TEXAS — The Texas Board of Regents approved a new agreement Feb. 8 with the University of Texas at Austin student publications board, moving one step closer to abolishing a decades-old prior review policy for The Daily Texan.
The regents voted unanimously to scrap the previous agreement, which since 1971 had declared the university liable for the publications content and thus required an appointed editorial adviser to have final say on student newspaper content at the university. The regents’ new agreement assigns responsibility for The Daily Texan’s content to the media board, although the regents will retain control of student publication assets.
While the new arrangement itself does not specifically bar prior review, it gives the Texas Student Media Board of Directors the prerogative of whether to continue the policy. During the next few months the publications board will draft a new procedural handbook and determine whether to include a prior review policy, said Kathy Lawrence, director of student media.
JJ Hermes, editor in chief of The Daily Texan, said the board of regents opened the door for ending prior review, but it is up to the publications board to walk through that door.
Hermes said he was cautiously optimistic that the board will vote against implementing a prior review policy, especially because the 11-member board comprises six students, most of whom he said are opposed prior review.

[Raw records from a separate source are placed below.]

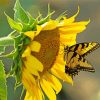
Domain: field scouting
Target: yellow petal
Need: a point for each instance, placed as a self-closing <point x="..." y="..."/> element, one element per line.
<point x="30" y="34"/>
<point x="62" y="75"/>
<point x="54" y="82"/>
<point x="26" y="52"/>
<point x="35" y="46"/>
<point x="33" y="65"/>
<point x="48" y="90"/>
<point x="50" y="25"/>
<point x="38" y="95"/>
<point x="28" y="96"/>
<point x="74" y="30"/>
<point x="68" y="39"/>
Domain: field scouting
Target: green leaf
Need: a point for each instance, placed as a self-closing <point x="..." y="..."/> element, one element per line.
<point x="20" y="14"/>
<point x="2" y="49"/>
<point x="13" y="24"/>
<point x="6" y="41"/>
<point x="3" y="87"/>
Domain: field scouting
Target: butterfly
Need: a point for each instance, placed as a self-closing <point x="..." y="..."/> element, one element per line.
<point x="75" y="57"/>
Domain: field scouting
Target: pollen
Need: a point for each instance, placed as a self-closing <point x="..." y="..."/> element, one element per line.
<point x="50" y="43"/>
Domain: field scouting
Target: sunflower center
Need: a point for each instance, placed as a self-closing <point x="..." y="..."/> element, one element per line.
<point x="50" y="42"/>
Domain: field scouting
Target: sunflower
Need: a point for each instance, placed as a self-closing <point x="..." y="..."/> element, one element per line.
<point x="43" y="63"/>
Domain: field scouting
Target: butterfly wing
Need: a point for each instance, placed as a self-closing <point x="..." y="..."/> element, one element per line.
<point x="76" y="63"/>
<point x="84" y="48"/>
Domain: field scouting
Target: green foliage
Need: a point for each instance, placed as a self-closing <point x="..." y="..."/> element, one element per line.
<point x="20" y="15"/>
<point x="2" y="49"/>
<point x="6" y="41"/>
<point x="14" y="25"/>
<point x="3" y="87"/>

“It’s a student majority board, so if one student wants to be the fish that swims in the other direction, more power to them,” he said. “But I would hope students would want to run with students.”
The board will discuss the issue in March, and Hermes said he anticipates a vote in April.
If the board votes to eliminate prior review, the role of the newspaper’s adviser will change, Lawrence said. The adviser, who previously read copy at the end of the night, would offer counsel throughout the day to ensure students themselves can identify and avoid journalistic landmines such as libel, invasion of privacy and copyright violation.
“I think [the students] will get a lot more benefit from their adviser,” Lawrence said. “The adviser will interact with more of the students and will be available, as I said, throughout the news cycle as opposed to the end.”
The University of Texas at Austin is one of the last major universities in the country to have a prior review policy. Hermes said that abolishing it would be a victory for college media rights, which he said often are frustratingly unspecific.
“The legal framework [of collegiate press rights], it seems to me, is still a little hazy, and it shouldn’t be hazy,” he said. “It’s a no-brainer.”